The instructions for what I was doing came from here.

http://www.zabbo.net/maestro3/

So far I have not add any luck trying to get sound to work.  Has anyone else had luck with maestro3, or dell laptops using this sound device?

Thanks,

Protege

----------

## kybber

I am using a Latitude C810 with the Maestro3 and it works just fine!

I assume you have read the desktop configuration guide http://www.gentoo.org/doc/en/desktop.xml#doc_chap3 ?

There is no need to compile the kernel with support for maestro3 since alsa provides its own driver called snd-maestro3. Simply exchange all instances of snd-emu10k1 in the desktop config guide with snd-maestro3, and it should work.

----------

## protege

Ah, I didn't even see that.  Thanks for pointing that out to me   :Very Happy:  .  That should make things a whole lot easier.  

Protege

----------

## kybber

No problem  :Smile: . Just one more thing: For some reason alsa cannot be added with rc-update, so I added alsasound instead (Yeah, I'm a Linux newbie. All I know is that alsa resides in /etc/modules.d/ whereas alsasound is in /etc/init.d/). Alsasound needs to be added to the boot runlevel instead of default, so the syntax for rc-update becomes:

rc-update add alsasound boot

At least this works for me. Got sound in KDE as well as in console.
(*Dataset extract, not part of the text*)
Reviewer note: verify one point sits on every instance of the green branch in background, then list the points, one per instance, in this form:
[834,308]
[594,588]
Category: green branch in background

//This message has been edited//

----------

## jadenjahner

I have the maestro3 on my Dell Inspiron also, and I merely compiled the maestro3 module. I don't use alsa, just the module. Works fine for me.

----------

## frippz

I tried to swap the emu10k1 for snd-maestro3, but it didn't work. I then took a chance and tried with only maestro3 and now the alsa-driver started to compile.

A bit weird, is it not?

----------